今日は雲ひとつない青空が広がり、日差しも柔らかで心地よく、鞭打ちの刑執行日にふさわしい、ちょっとしたピクニック日和である。この日集まってきた民衆の目的は「見世物としての鞭打ち刑」であり、娯楽の少ない庶民にとっては残酷な刑というよりは、 日頃の鬱憤を晴らす楽しいショーになっていた。そのため、昼頃に行われる予定の鞭打ち刑を一目見ようと、朝のうちから次々と見物人が集まり、広場はすでにちょっとした人だかりとなっていた。

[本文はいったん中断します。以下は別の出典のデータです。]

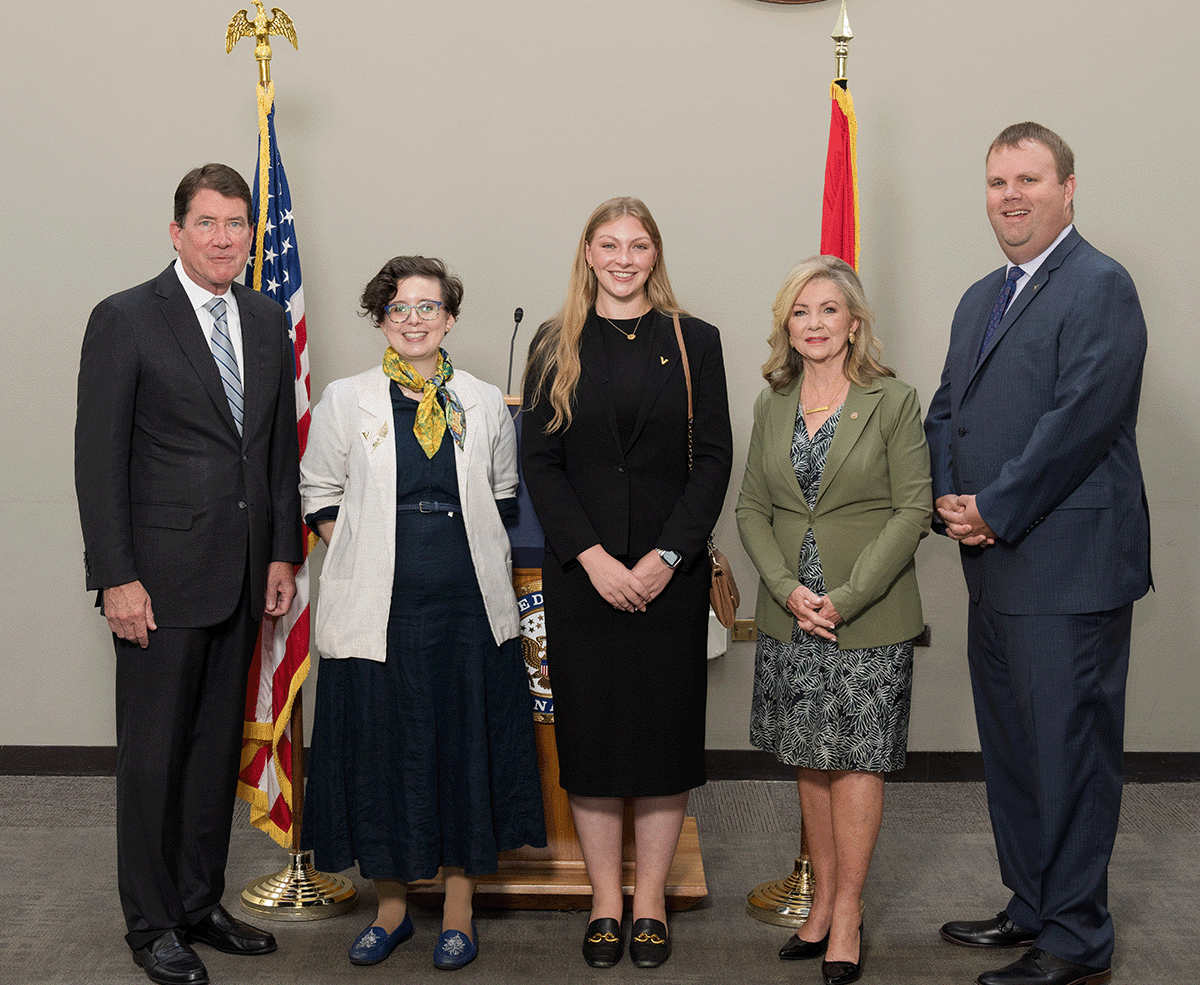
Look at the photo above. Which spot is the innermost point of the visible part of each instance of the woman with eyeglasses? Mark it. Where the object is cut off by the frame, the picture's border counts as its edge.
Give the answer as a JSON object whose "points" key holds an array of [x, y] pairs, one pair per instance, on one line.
{"points": [[423, 751], [628, 499]]}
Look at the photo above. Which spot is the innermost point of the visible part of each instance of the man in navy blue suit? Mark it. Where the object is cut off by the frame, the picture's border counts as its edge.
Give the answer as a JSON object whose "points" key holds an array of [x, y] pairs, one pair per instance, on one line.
{"points": [[1036, 475]]}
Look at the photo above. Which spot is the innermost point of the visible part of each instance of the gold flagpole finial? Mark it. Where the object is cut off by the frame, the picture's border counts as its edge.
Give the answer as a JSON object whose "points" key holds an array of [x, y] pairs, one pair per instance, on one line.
{"points": [[843, 35], [259, 29]]}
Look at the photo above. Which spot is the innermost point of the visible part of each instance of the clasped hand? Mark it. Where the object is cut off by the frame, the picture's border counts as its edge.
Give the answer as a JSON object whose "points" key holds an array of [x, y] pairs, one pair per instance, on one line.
{"points": [[630, 589], [963, 521], [815, 613]]}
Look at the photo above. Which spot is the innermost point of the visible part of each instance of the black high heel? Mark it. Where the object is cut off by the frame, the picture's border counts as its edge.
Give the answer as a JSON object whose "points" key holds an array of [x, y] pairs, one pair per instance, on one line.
{"points": [[798, 948], [844, 972]]}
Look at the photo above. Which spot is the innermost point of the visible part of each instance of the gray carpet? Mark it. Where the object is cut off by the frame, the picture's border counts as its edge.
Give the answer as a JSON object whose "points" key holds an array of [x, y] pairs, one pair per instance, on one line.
{"points": [[935, 862]]}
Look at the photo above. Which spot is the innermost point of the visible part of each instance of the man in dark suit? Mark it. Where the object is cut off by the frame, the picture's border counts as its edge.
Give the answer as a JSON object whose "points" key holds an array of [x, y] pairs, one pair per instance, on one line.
{"points": [[1036, 474], [186, 473]]}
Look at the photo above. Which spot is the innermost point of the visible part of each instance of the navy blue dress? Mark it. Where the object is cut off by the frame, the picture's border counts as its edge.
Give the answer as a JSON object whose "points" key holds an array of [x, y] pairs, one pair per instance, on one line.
{"points": [[426, 758]]}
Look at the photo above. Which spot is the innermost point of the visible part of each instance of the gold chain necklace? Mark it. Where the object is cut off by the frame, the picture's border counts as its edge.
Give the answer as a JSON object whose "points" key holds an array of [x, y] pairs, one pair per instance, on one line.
{"points": [[631, 335], [808, 410]]}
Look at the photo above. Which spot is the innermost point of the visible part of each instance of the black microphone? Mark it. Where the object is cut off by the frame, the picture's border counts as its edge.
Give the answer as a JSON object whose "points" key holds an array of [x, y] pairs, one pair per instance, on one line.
{"points": [[516, 324]]}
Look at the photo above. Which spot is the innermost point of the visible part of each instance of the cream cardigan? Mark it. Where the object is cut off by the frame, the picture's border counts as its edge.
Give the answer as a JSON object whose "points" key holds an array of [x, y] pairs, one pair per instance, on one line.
{"points": [[351, 462]]}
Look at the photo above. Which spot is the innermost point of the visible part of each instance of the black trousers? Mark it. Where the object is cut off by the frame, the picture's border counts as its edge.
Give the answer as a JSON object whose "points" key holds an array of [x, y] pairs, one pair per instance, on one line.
{"points": [[1049, 695], [179, 724]]}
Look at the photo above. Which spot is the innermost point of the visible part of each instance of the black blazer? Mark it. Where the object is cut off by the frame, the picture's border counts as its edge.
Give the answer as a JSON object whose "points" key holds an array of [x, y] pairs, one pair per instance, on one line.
{"points": [[168, 492], [588, 488]]}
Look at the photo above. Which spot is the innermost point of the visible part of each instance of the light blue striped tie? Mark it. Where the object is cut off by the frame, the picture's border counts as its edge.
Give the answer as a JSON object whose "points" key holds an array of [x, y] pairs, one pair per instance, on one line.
{"points": [[222, 352]]}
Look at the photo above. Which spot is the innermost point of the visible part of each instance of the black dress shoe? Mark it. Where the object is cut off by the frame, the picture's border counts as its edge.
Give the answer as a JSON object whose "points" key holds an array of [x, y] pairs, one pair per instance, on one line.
{"points": [[169, 961], [1039, 967], [997, 932], [841, 972], [798, 948], [601, 944], [229, 935], [648, 944]]}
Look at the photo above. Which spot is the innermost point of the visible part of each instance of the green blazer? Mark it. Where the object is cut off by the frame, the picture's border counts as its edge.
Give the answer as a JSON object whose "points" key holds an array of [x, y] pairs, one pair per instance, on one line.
{"points": [[873, 508]]}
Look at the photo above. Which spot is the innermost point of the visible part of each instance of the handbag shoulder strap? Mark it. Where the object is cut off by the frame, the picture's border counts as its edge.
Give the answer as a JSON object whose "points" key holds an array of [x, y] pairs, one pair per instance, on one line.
{"points": [[687, 379], [683, 355]]}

中央には木製の晒し台が据えられ、すでに三人の罪人が首と両手を固定されている。 マリアの両親であるカストリオとソレーヌ、そして妹のソフィアだ。この拘束具は『ピロリー』とも呼ばれ、罪人が逃げ出せないよう首と手首を挟み込む構造になっていた。もちろん、動ける余地はほとんどない。
さらし台の脇には立て札が立てられ、それぞれの罪状が記されていた。見物人が立て札を覗き込み、「へぇ……」と呆れたような声を漏らすたび、周囲で「どんな罪なんだ?」と興味津々に覗き込む者が増えていく。刑の執行前のこの時間、王都中央広場にはお祭りが始まる前のようなざわついた空気が漂っていた。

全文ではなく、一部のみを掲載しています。